人間というものは分からない

 同期のアルバイターの中に、簑島、という男がいた。

 彼は個性的な服装を好んでいた。赤と黒のチェックズボンに、大口を開けて威嚇しているリアルな熊がプリントされた真っ黄色のシャツをだぼっと着て、凶器みたいな銀のペンダントをジャラジャラと言わせているような人間だった。

 私が勤めていた塾は個人経営で、服務規程はたいそう緩かったのである。塾長にさえ気に入られてしまえば、どんな格好だろうと何も言われなかったのだ。

 つまり、彼は塾長に気に入られていたのである。

「お昼一緒に行くー。どこに行くー? 駅まで出るー?」

 冬期講習の間、毎日一日中シフトが入っている私たちは、毎日一緒に昼を食べた。私は同僚との交流を好まない人間であったし、どちらかというと昼は一人で静かに食べたい派であったが、来る者を拒むほどの情熱も持ち合わせていなかった。一方簑島は“拒まれようが行く”人間だった。一人で飯を食うのが苦手なんだー、といつだったか言っていたような気もする。

「昨日と同じところでいいですか?」

「いいよー。冬期講習中に全メニュー制覇できそうだねー」

 ぽわぽわした調子で喋るこの男が、存外教えるのが上手いのだ。同じ教室にいる時、授業の様子を聞くともなしに聞いていると、それがよく分かる。話が上手い。雑談が上手い。雑談から勉強へ繋げるのが上手い。第一印象からは想像もつかない才能である。

「今さー、羽柴さんインフルで休んでるでしょー」

「そうですね」

 羽柴という人も同期だった。真面目で堅物、嘘偽りなく誠実な仕事をする人間、そういう印象を与える立ち居振る舞いの人だった。彼女が簑島と付き合っていることは公認の事実である。

「あれね、嘘なんだー」

「……え?」

「実はねー、羽柴さんね、こっそり巫女さんのアルバイトしてるんだ」

「はぁ……」

「あの子の家、クリスチャンなのにねー」

「え?」

「ほら、巫女さんって年齢制限あったりするでしょー? やるなら今しかないって思って、それでやってるんだってさー」

「……そうなんですか」

 意外だな、という感想以外出てこなかった。まったく何もかもが意外だった。

 インフルエンザだと偽って、この忙しい冬期講習を脱け出して、巫女さんのアルバイトをしているなんて。しかもクリスチャンなのに――いや、信仰に関しては何も言うまい。クリスマスを祝ったその足で初詣に行く民族であることを、私は少し誇りにすら思っている。羽柴がどう思っているかは知らないが。

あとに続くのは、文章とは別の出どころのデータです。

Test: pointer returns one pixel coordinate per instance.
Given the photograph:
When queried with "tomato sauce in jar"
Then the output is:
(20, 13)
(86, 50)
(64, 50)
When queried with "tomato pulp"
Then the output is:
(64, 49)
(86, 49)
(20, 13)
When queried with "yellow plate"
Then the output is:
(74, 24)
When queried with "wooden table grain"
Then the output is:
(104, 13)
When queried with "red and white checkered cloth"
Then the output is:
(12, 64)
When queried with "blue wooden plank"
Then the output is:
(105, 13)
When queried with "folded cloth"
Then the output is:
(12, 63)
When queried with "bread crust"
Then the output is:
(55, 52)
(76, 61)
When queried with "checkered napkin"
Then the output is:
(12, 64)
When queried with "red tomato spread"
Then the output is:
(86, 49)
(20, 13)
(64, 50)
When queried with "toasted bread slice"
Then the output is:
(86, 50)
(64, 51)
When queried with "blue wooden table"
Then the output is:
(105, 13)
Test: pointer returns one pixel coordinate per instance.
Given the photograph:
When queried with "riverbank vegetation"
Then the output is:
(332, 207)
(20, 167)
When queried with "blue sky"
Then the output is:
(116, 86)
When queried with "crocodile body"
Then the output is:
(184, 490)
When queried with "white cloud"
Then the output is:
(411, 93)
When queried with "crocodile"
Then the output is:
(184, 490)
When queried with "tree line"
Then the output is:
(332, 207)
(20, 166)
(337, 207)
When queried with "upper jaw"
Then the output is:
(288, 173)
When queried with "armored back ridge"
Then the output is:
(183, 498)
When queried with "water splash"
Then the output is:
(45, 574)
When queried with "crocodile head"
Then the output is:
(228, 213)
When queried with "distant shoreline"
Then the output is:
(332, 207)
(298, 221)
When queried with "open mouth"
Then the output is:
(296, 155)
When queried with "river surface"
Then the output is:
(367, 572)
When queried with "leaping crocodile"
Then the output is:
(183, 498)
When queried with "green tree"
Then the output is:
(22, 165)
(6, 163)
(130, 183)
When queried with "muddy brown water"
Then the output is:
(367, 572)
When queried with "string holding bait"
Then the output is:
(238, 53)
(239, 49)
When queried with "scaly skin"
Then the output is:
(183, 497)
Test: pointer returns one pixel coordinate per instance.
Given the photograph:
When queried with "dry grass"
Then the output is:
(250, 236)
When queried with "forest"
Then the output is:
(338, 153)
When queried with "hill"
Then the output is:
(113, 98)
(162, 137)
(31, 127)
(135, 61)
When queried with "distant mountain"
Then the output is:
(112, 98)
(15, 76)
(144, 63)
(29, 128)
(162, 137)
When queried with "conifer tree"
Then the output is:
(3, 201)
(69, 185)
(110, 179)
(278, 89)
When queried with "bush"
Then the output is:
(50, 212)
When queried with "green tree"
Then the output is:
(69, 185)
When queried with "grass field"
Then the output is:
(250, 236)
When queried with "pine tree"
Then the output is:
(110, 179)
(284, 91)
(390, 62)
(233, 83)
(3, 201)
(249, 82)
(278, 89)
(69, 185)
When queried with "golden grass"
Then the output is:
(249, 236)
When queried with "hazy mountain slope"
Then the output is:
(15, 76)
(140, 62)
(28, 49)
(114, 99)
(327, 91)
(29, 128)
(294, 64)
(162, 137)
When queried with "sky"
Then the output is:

「まぁ、巫女さんのバイトに憧れる気持ちは理解できますね」

「でしょー?」

 秘密にしといてね、とかそういうことを簑島は言ってこなかった。

 私がもしこのことを塾長などに告げ口したら、彼は意外に思うだろうか。意外に思ってくれるのなら、あえてそうしてみたいという気になった。

 見た目通りの人間でいることは、我慢の連続である。